Hi,
I use the code of relational GCN(pytorch version) to do link prediction(dgl/examples/pytorch/rgcn at master · dmlc/dgl · GitHub ), but I can’t understand some content in the code.
data = FB15k237Dataset(reverse=False)
g = data[0]
num_nodes = g.num_nodes()
num_rels = data.num_rels
train_g = get_subset_g(g, g.edata["train_mask"], num_rels)
test_g = get_subset_g(g, g.edata["train_mask"], num_rels, bidirected=True)
……
print("Testing...")
checkpoint = torch.load(model_state_file)
model = model.cpu() # test on CPU
model.eval()
model.load_state_dict(checkpoint["state_dict"])

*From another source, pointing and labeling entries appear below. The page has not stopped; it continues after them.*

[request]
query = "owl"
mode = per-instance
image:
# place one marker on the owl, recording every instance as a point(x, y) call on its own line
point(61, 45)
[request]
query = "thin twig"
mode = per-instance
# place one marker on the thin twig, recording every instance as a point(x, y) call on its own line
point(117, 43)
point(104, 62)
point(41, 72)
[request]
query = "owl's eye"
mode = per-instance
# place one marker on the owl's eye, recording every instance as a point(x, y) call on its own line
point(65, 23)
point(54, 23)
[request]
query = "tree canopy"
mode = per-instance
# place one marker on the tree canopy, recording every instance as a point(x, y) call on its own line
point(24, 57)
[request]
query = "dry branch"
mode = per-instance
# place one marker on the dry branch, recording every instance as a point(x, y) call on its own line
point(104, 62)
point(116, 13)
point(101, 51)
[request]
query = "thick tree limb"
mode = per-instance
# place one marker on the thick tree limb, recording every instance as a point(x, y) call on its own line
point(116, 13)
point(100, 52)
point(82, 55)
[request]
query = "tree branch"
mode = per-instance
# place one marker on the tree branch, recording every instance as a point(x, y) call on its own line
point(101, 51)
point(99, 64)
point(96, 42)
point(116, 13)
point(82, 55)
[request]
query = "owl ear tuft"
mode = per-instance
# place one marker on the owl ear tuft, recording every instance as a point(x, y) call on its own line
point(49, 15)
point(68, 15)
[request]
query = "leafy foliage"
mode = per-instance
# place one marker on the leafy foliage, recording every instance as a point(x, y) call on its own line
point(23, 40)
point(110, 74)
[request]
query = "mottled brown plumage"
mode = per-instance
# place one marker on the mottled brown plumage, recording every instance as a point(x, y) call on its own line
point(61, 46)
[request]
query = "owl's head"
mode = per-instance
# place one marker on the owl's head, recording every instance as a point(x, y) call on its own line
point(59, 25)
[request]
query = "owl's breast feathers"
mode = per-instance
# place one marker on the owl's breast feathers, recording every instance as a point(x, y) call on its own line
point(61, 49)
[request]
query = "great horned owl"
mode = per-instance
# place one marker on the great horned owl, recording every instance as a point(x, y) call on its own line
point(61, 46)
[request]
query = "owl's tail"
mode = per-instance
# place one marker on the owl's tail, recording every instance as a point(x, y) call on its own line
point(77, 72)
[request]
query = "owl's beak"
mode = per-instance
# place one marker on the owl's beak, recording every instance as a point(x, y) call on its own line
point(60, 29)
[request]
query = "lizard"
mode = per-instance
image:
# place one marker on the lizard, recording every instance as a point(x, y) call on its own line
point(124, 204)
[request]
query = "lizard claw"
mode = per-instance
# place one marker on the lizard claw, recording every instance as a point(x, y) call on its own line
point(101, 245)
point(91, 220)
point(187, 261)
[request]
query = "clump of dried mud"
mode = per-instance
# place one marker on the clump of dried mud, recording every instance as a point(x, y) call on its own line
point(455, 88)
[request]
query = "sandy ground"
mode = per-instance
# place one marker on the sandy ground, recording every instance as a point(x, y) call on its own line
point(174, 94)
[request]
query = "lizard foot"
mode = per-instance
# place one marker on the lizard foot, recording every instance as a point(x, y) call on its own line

embed = model(test_g, test_nids)
best_mrr = calc_mrr(
embed, model.w_relation, test_mask, triplets, batch_size=500
)
Why test_g needs to be obtained by using train_mask (test_g = get_subset_g(g, g.edata[“train_mask”], num_rels, bidirected=True)), and the subsequent training process and test set calculation process also use the test_g defined in this way?
I think test_g should be defined by “test_mask”, i.e. test_g = get_subset_g(g, g.edata[“test_mask”], num_rels, bidirected=True).
I think maybe there are some problems with my understanding?
Could someone help me with the question?
Thanks a lot!